Marsilio Ficino (1433-99) directed the Platonic Academy in Florence, and it was the work of this Academy that gave the Renaissance in the 15th century its impulse and direction. During his childhood Ficino was selected by Cosimo de' Medici for an education in the humanities. Later Cosimo directed him to learn Greek and then to translate all the works of Plato into Latin. This enormous task he completed in about five years. He then wrote two important books, "The Platonic Theology" and "The Christian Religion", showing how the Christian religion and Platonic philosophy were proclaiming the same message. The extraordinary influence the Platonic Academy came to exercise over the age arose from the fact that its leading spirits were already seeking fresh inspiration from the ideals of the civilizations of Greece and Rome,and especially from the literary and philosophical sources of those ideals. Florence was the cultural and artistic centre of Europe at the time and leading men in so many fields were drawn to the Academy: Lorenzo de' Medici (Florence's ruler), Alberti (the architect) and Poliziano (the poet).

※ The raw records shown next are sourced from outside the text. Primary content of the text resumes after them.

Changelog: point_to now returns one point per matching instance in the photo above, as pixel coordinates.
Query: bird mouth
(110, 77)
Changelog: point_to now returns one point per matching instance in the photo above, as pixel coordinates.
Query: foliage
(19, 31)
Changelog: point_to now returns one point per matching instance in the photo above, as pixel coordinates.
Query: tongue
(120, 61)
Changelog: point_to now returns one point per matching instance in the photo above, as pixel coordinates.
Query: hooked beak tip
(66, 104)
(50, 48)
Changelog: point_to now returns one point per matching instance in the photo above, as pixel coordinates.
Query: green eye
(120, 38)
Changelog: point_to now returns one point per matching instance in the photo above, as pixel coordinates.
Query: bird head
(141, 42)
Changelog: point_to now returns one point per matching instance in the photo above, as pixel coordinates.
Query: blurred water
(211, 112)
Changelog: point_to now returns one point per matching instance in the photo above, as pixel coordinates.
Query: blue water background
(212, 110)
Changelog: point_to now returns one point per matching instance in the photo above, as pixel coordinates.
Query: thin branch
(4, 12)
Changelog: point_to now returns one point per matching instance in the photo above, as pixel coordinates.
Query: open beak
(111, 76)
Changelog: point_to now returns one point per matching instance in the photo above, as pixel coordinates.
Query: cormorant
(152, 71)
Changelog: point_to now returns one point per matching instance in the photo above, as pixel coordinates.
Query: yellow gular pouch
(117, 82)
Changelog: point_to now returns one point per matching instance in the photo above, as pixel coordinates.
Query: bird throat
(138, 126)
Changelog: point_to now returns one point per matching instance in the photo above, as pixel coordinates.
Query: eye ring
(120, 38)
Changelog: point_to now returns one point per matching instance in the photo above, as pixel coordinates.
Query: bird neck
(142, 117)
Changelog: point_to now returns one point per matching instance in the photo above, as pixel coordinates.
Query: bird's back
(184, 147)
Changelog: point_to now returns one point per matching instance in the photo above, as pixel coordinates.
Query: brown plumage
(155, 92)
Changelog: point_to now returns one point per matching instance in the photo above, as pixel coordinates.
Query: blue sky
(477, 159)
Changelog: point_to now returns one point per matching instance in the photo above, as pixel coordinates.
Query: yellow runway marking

Moreover, Ficino bound together an enormous circle of correspondents throughout Europe, from the Pope in Rome to John Colet in London, from Reuchlin in Germany to de Ganay in France. Published during his lifetime, "The Letters" have not previously been translated into English. This third volume consists of the 39 letters Ficino published in his book IV, which he dedicated to Matthias Corvinus, King of Hungary. During the period covered by the letters in this volume, Ficino was working on a revision of his translations of Plato's dialogues and his commentaries on them. Some of the letters consist largely of passages taken from the dialogues, for example, those in praise of matrimony, medicine and philosophy. the largest single letter is a life of Plato which furnishes some interesting parallels with Ficino's own life, as described in a near contemporary biography by Giovanni Corsi which is included, partly for this reason, at the end of the volume. Corsi comments - "The first thing which encouraged me to write about this man was that he himself not only investigated the precepts and mysteries (of the Platonic Academy) but also penetrated, laid open and expounded them to others.
This was something which no one else for the previous thousand years so much as attempted, let alone accomplished."